Assim, o juízo sobre a complexidade assume-se como um juízo prudencial, de razoabilidade, de critério da justa medida na apreciação e avaliação das dificuldades suscitadas pelo procedimento. Mas, dificuldades do procedimento e não estritamente do processo; as questões de interpretação e de aplicação da lei, por mais intensas e complexas, não atingem a noção. As dificuldades de investigações (técnicas, com intensa utilização dos leges artis da investigação), o número de intervenientes processuais, a deslocalização dos actos, as contingências procedimentais provenientes das intervenções dos sujeitos processuais, a intensidade de utilização dos meios, tudo serão elementos a considerar, no prudente critério do juiz, para determinar que um determinado procedimento apresenta, no conjunto ou, parcelarmente, em alguma das suas fases, uma especial complexidade com o sentido, essencialmente de natureza factual, que a noção funcionalmente assume no artigo 215, nº 3 do CPP (cfr. Ac RE de 29/4/2008 in Pº 739/08-1).
Concluímos, pois, que o Código de Processo Penal não define o conceito de excepcional complexidade limitando-se, a título meramente exemplificativo, a indicar duas circunstâncias capazes de o corporizarem: o número [elevado] de arguidos ou de ofendidos e o carácter altamente organizado do crime, devendo, portanto, ser efectuada a sua devida concretização, em cada caso, passando pela ponderação das dificuldades do processo (v.g. técnicas de investigação, número de intervenientes, necessidades de deslocação, meios utilizados), finda a qual o juiz, no seu prudente critério, o qualificará ou não como de especial complexidade.

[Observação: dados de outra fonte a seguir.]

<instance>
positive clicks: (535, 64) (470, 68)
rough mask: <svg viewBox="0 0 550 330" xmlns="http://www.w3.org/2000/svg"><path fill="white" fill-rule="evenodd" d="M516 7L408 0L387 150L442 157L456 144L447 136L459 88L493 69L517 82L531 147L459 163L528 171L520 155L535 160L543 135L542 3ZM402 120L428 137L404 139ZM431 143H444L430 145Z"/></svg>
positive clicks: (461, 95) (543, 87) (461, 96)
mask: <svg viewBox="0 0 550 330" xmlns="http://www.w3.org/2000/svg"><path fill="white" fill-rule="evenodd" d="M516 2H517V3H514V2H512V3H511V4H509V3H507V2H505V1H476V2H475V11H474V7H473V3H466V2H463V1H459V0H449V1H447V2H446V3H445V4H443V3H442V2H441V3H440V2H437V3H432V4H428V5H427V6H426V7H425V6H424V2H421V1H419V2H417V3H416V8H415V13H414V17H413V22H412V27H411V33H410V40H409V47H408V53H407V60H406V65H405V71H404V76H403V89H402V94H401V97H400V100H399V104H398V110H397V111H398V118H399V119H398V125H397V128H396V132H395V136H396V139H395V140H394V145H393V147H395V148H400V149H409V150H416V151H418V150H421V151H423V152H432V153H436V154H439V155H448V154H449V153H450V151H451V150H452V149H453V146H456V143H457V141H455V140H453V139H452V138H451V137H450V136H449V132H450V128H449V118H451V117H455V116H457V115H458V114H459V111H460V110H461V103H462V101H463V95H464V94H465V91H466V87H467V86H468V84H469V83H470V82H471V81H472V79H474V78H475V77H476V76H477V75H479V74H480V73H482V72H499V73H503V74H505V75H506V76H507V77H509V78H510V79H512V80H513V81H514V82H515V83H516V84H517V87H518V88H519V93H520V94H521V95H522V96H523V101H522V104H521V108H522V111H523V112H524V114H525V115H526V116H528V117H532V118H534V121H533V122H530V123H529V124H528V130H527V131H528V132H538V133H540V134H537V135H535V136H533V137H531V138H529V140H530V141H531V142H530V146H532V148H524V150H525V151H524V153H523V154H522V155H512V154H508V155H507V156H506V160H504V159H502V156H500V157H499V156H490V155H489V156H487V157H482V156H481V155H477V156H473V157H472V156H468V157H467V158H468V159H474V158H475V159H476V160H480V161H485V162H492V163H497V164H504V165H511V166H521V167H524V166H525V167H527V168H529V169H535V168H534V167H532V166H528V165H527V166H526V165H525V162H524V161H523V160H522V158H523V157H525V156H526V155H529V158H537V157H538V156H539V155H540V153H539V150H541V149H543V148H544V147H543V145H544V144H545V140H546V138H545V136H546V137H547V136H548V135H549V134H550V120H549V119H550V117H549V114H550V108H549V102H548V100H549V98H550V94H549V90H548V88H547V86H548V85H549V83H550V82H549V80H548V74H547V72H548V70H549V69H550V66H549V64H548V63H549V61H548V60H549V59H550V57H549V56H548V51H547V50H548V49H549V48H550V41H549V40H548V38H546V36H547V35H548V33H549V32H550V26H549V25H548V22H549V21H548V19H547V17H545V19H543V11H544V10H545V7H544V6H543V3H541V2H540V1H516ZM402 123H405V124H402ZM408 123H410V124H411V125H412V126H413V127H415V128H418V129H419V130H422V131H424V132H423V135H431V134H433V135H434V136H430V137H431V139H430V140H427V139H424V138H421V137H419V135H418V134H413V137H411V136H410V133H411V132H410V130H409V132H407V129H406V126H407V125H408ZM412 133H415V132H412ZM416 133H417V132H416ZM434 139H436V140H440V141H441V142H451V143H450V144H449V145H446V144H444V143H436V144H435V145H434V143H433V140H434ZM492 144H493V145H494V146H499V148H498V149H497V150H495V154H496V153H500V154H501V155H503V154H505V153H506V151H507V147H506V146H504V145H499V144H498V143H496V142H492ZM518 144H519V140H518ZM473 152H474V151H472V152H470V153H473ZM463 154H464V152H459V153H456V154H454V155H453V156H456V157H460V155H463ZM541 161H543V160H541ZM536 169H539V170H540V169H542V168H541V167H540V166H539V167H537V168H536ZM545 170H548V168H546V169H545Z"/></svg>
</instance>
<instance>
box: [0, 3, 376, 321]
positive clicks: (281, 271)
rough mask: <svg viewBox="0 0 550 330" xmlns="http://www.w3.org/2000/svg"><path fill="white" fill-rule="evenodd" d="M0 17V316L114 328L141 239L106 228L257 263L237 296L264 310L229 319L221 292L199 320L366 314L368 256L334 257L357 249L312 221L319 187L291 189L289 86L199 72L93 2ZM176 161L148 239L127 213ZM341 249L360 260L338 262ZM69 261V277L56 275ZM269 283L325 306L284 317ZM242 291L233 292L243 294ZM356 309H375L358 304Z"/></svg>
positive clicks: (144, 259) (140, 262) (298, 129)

Repare-se que o Código de Processo Penal, para além dos artigos 215.º, nº 3 (prazos máximos de prisão preventiva) e 107.º, n.º 6 (prazos), encontra outros normativos que, em si, comportam a alusão a processos de excepcional complexidade – vejam-se os artºs 314º, nº 3 (vista a adjuntos), 360º, nº 3 (tempo das alegações), 390º, al. c) (reenvio do processo sumário para a forma comum) e 315º, nº 4 (número de testemunhas), o qual remete para o disposto no artº 283º, nº 7.
Entende o arguido AA que o processo em apreço não apresenta complexidade que se possa qualificar como excecional nos termos exigidos pelo artigo 215.º do Código de Processo Penal, porquanto os autos têm apenas um arguido ser julgado; a prova já foi produzida e nunca em sede de inquérito se entendeu a necessidade de tal declaração, tendo a acusação sido proferida no prazo de seis (6) meses; o JIC, perante 2 requerimentos de Abertura de Instrução, não entendeu necessário a atribuição de especial complexidade. Para além disso, com a obrigatória e necessária separação de processos será ainda mais rápida a apreciação da prova e a realização da audiência de discussão e julgamento, porquanto apenas existirá um arguido.
Tais argumentos não convencem. Desde logo, foi ordenada a emissão de mandados de detenção nacionais e internacionais contra o arguido que se colocou em fuga, sendo, pois, de admitir que o mesmo venha a ser detido antes do início da audiência de julgamento. Por outro lado, a circunstância de em sede de inquérito e de instrução não ter sido equacionada a eventual declaração de excepcional complexidade, não é fundamento para que tal declaração não seja equacionada na presente fase processual.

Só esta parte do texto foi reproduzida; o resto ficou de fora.